Databases are the containers/repository of data. They hold the data in the form of a spreadsheet(not the same but for the sake of imagination). There are many databases viz. Relational and Non-Relational. Let us not dwell on the latter part but stick with the relational databases. Watch this video to know more about databases.
This post will focus primarily on writing SQL queries. SQL queries are common across all the databases but there are some flavors and it that may vary according to different databases. There are various vendors like IBM, MySQL, PostgreSQL, Oracle, etc. Every vendor has its style of SQL to communicate with its database. The one I would suggest is PostgreSQL which is open source and has gotten wider adoption.
The primary way to communicate with a relational database is through SQL. Structured Query Language (SQL) is a language to communicate with the database. Without further ado, let us jump into learning SQL.
Image Source: The Data Labs
A table looks like the above spreadsheet with rows and columns. Columns are the headers for the category of the values that we input. A column that is defined as a name will have only names in it and a column defined as a currency would certainly have numbers in the entire column. So, a column defines what kind of values it should comprise. Rows are the list of entries made in different columns. Rows define the number of entries in a spreadsheet.
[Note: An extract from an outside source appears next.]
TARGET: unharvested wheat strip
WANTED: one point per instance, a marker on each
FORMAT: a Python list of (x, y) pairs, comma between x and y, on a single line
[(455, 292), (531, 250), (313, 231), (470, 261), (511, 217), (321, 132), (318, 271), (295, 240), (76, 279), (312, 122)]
Now, to get all the columns from the customer table, we use the keyword SELECT and specify the column names that we are interested in. We can use the * symbol to fetch all the columns from the table. To connect to a table, the keyword FROM is used which comes after the SELECT keyword.
SELECT * FROM customer;
To get specific columns from the customer table.
SELECT first_name, last_name FROM customer;
In spreadsheets, we would have used filters similar to that in SQL there are filters to query. For instance, if you want to look only for emails that have the first name as ‘Sai’, the keyword that should be used is WHERE. WHERE should be used after the FROM command.
SELECT email FROM customer WHERE first_name='Sai';
To get all the emails of the customer whose first name is ‘Sai’ and the last name is ‘Kumar’, we use a keyword called AND which is a logical operator similar to OR, and NOT. You can learn more about logical operators in SQL.
SELECT email FROM customer WHERE first_name='Sai' AND last_name='Kumar';
To get all the emails of the customer whose first name is ‘Sai’ or the last name is ‘Kumar’.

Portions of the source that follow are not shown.